そんな「そもそも」から考えていかないといけないと思う。
もちろん、これは、堀江さんのいう、学校の負の側面を強調した文章になっているのだから、学校の正の側面ももちろんあるだろうと思う。(友人を得るとか、基礎的な学力がつく、とか)
しかし、そもそも「学校」ってなんだ?
「常識」ってなんだ?
みたいな問いに対して、
何か仮説を立てようとするには、
とてもいいヒント、ネタになるのではないかと思う。
僕がこの引用した中で一番好きなのは、ここだ。
「僕は宗教には何の興味もない。
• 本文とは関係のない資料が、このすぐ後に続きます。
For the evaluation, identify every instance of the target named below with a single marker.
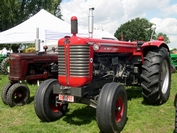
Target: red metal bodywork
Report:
(19, 65)
(105, 46)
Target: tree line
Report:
(14, 12)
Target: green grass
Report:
(82, 119)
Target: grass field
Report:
(82, 119)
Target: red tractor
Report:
(30, 68)
(94, 72)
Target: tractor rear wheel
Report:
(156, 76)
(4, 92)
(5, 66)
(111, 112)
(45, 102)
(18, 95)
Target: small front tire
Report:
(4, 92)
(45, 102)
(18, 95)
(111, 112)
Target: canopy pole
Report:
(37, 41)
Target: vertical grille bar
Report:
(61, 61)
(79, 60)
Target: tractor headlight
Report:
(96, 46)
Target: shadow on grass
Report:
(134, 92)
(31, 99)
(81, 116)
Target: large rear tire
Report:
(156, 76)
(4, 92)
(5, 64)
(44, 102)
(18, 95)
(111, 112)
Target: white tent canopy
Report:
(26, 31)
(51, 29)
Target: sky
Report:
(109, 15)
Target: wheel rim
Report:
(55, 107)
(19, 96)
(119, 109)
(164, 77)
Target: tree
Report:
(166, 39)
(136, 29)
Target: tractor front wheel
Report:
(5, 66)
(46, 105)
(156, 76)
(4, 92)
(18, 95)
(111, 112)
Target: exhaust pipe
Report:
(90, 22)
(37, 41)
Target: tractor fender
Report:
(147, 46)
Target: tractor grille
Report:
(15, 67)
(78, 58)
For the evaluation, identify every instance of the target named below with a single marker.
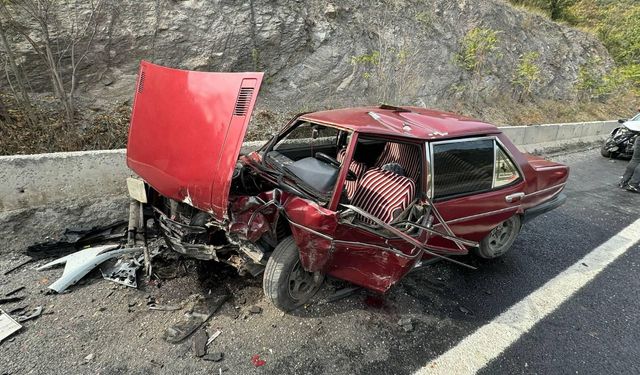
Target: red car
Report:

否定も肯定もしない。それによって幸せになれると思うのであれば、好きな神様を拝めばいいと思う。だけど、「常識」への信仰だけはおすすめしない。はっきり言って、幸せになれる確率が低すぎる。」
「学校」は、あるいは「就活」というシステムは、
もしくは、「会社で働く」ということは、
「常識」への適応を要求する。
もちろんそれは、
世の中を生きていくために、必要なことだろうと思う。
しかし、「常識」を「信仰」してはならない。
本書にあるように、「学校」というシステムは、200年前に存在していないし、
「工業社会」とセットで生み出された仕組みだった。
「就活」について言えば、もっと短い期間でしかない。
その「常識」に適応する、ということ。
それは「適応」であって、正解ではないこと。
それを「信仰」することなく、考え続けていくことが大切なのだと思う。